Interessante destacar que alguns dos entrevistados, ao serem indagados sobre os motivos das mudanças ocorridas em relação ao trabalho bancário, apontam para um contexto maior, ou seja, para um contexto que extrapola o banco. Nesse sentido, as mudanças são vistas como um movimento adaptativo, seja ao próprio mundo, porque “mudou o mundo. O mundo não é mais estanque” (Vagner); seja à Globalização (Maria, Mário, Adão, Vagner), “até porque, contra a Globalização, o que se espera?”; ou ao Neoliberalismo (Adão). No tocante a essa questão, os entrevistados apresentaram, de forma geral, um sentimento de impotência e de inevitabilidade, como expresso, por exemplo, na fala de Vagner:

Olha, eu não falo se ela [a mudança] é boa ou ruim, eu falo que ela é necessária. São mudanças necessárias, que não tem como evitar. E por mais que você esperneie e tal, [por mais] que [você] vai defender o seu corporativismo, chega um momento em que muda. Porque a mudança é contínua. A mudança ela vem mesmo. De uma forma ou de outra ela vem e você tem que se adaptar a ela. Não tem outro caminho... Ou você cai fora. Vem outra mudança aí? Vem! E daí? Você tem que se adaptar.

A mudança, assim, está posta, não cabendo questionar suas determinações e seus efeitos sobre os trabalhadores. Ao sujeito isolado resta apenas a adaptação funcional às novas imposições do sistema. O não

ajustamento assume um caráter de fraqueza do indivíduo, incapaz de atender ao imperativo de adaptação. O enfrentamento ou questionamento das mudanças é caracterizado como uma atitude infantil (o espernear de uma criança) ou corporativista, por seu caráter supostamente não realista. Em última análise, percebemos aqui um processo discursivo de legitimação das mudanças.

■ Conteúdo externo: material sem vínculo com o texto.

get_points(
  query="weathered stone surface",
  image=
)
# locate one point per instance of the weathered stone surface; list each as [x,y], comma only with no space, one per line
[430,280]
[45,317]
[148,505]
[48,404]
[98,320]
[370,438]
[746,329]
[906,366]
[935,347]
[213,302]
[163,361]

Vale ainda destacar que, embora a década de 1990 tenha sido um momento de transição, de “bradescalização das relações” e de mudanças no perfil do banco, a lógica política parece não ter sido completamente substituída por uma lógica econômica, ao menos para João, sobretudo quando este leva em conta os fatos e acontecimentos ocorridos na alta hierarquia. Assim, em certo sentido, parece ter havido uma constante tensão entre essas duas lógicas. Dessa forma, ao destacar que a empresa continuou a cumprir o papel de “cabide de emprego”, lembra-nos que

Toda a vez que muda o governo, muda toda a diretoria. Sem contar que quando o Fernando Henrique saiu do poder. O Banco X tinha um presidente, um vice-presidente e várias diretorias. E quando ele estava para sair, ele transformou todos os diretores em vice- presidentes.